RIO GRANDE VALLEY, Texas (KVEO) — The Texas House gave secondary approval on Tuesday in a vote of 79-65 after voting in a preliminary that same morning on the legislation that focuses on critical race theory.
If passed, the bill would limit how schools teach students about current events and race. One of the authors of the legislation as well as educators and brings us how this bill could impact students.
Representative Steve Toth, who helped author House Bill (HB) 3979, says students learning about critical race theory is not helping bring harmony and instead is tearing us apart.
“It’s incredible how this thing is spreading like a cancer right now in our schools,” Toth stated. “Some of the thought leaders behind critical race theory in the demands and beliefs that all white people are racist.”
Although people have a different definition of what critical race theory is, he says his definition is one of the reasons why making this bill was so important.
“It targets the whole idea of defining people by their color or their race,” said Toth. “That’s what this thing is against. It says you can’t do that.”
However, a retired Harlingen CISD teacher, George Mcshan says he doesn’t see the bill that way.
“Teachers don’t have a voice in this, it’s parents out there who want to make sure that their children get one side of the story,” said George Mcshan.
But Toth says HB 3979 doesn’t take away teachers’ voices.
“H-3 subtext 2 says teachers who choose to discuss topics described by subdivision one shall to the best of the teacher’s ability strive to explore those topics from a diverse and contending perspective without giving deference to any one perspective,” said Toth.

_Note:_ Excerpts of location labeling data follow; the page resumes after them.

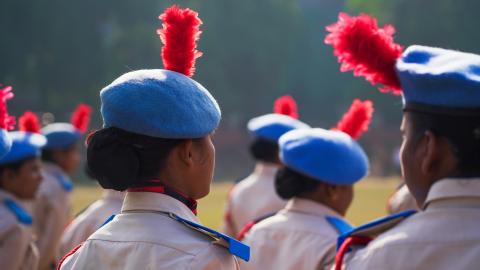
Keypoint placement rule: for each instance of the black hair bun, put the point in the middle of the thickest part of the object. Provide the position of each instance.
(111, 160)
(289, 183)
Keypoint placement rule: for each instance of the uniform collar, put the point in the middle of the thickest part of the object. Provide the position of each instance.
(110, 194)
(149, 201)
(266, 169)
(310, 207)
(453, 188)
(51, 167)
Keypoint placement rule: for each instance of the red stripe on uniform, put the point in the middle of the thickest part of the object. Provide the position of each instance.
(68, 255)
(350, 241)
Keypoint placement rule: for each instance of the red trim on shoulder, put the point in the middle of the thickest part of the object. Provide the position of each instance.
(350, 241)
(68, 255)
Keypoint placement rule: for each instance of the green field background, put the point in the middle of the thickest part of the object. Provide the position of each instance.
(369, 202)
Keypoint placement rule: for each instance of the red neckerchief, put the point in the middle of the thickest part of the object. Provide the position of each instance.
(160, 188)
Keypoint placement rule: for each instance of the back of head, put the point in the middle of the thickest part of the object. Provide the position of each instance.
(120, 159)
(264, 150)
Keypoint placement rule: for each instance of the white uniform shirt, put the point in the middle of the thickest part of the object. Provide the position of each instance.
(91, 220)
(51, 213)
(298, 237)
(143, 238)
(252, 198)
(17, 249)
(445, 235)
(401, 200)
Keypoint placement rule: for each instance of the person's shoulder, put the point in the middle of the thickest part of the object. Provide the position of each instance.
(13, 213)
(177, 233)
(7, 218)
(213, 257)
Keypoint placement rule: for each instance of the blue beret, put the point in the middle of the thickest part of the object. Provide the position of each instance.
(24, 145)
(60, 135)
(5, 142)
(272, 126)
(439, 77)
(328, 156)
(159, 103)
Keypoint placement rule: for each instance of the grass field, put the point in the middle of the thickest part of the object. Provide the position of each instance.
(369, 203)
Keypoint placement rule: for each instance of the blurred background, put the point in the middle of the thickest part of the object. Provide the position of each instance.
(59, 53)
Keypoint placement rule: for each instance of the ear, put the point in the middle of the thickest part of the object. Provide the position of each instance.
(185, 152)
(7, 177)
(331, 191)
(429, 148)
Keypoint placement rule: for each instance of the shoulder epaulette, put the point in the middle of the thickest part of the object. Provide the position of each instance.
(21, 214)
(235, 247)
(250, 225)
(376, 227)
(107, 221)
(362, 235)
(340, 225)
(64, 182)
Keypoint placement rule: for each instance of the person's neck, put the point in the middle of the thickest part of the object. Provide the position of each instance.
(321, 200)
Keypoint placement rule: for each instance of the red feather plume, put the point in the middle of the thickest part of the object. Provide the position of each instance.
(180, 33)
(7, 121)
(356, 120)
(360, 45)
(81, 117)
(286, 105)
(28, 122)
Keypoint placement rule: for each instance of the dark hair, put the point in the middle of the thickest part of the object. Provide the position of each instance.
(462, 132)
(289, 183)
(119, 159)
(47, 154)
(264, 150)
(15, 165)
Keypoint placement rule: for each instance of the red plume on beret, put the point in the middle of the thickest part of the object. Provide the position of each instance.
(81, 117)
(360, 45)
(286, 105)
(7, 121)
(356, 120)
(28, 122)
(179, 34)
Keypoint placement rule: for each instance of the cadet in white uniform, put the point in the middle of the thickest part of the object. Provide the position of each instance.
(20, 176)
(52, 207)
(156, 144)
(401, 200)
(91, 219)
(321, 167)
(440, 154)
(254, 197)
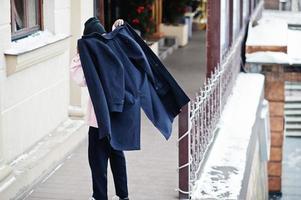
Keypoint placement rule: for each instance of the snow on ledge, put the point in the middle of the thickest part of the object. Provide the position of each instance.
(33, 41)
(223, 172)
(268, 32)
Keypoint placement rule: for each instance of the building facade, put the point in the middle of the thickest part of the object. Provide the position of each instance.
(37, 98)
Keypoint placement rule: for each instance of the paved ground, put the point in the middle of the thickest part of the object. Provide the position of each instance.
(152, 171)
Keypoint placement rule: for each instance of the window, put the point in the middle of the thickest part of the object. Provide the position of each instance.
(25, 17)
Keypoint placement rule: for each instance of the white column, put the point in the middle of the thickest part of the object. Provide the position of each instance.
(5, 39)
(81, 10)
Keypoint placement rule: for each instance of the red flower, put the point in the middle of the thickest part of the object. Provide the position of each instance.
(150, 7)
(135, 21)
(140, 9)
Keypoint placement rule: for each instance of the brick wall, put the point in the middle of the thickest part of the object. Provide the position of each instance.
(274, 93)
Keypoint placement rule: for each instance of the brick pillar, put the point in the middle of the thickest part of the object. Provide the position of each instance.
(274, 93)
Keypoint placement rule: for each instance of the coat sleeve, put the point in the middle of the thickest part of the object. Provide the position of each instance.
(108, 69)
(76, 71)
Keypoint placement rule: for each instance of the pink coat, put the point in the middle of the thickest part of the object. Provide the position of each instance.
(77, 74)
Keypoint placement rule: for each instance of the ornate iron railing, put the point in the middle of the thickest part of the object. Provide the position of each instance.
(199, 120)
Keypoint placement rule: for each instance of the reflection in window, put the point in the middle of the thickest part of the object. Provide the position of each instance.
(25, 17)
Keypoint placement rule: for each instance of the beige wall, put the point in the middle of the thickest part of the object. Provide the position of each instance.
(35, 96)
(80, 11)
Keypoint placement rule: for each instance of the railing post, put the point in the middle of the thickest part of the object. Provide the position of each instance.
(184, 151)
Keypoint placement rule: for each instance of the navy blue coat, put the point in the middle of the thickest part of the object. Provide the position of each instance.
(123, 75)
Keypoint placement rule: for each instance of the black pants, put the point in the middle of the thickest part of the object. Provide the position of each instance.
(99, 151)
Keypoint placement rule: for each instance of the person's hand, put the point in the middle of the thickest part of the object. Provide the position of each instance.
(118, 22)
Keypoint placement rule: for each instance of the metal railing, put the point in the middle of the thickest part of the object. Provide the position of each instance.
(199, 119)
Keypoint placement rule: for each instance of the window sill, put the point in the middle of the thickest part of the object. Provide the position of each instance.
(33, 50)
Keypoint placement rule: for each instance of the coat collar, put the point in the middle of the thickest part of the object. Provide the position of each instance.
(107, 36)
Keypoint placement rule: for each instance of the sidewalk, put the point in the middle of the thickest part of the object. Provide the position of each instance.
(152, 172)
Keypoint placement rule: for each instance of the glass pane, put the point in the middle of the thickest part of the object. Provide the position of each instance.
(18, 12)
(96, 8)
(32, 12)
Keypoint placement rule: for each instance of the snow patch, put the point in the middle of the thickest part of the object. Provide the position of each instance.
(223, 172)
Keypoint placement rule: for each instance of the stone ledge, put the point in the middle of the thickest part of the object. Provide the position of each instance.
(17, 60)
(29, 168)
(225, 173)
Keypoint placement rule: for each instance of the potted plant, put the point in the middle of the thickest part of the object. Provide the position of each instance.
(140, 16)
(173, 20)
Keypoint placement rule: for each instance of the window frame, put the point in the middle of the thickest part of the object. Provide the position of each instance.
(15, 35)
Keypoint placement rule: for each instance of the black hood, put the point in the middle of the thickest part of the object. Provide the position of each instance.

Current social studies teacher Mario Garcia says the bill crosses the line and that this would be a huge step back from learning from the past.
“I was very happy with some of the things that were happening, new courses here in Texas with respect to Mexican American studies, with respect to African American students, then we have this, I respectfully do not agree,” said Garcia.
Discussion over the bill will continue as it now heads to the Senate to be voted on.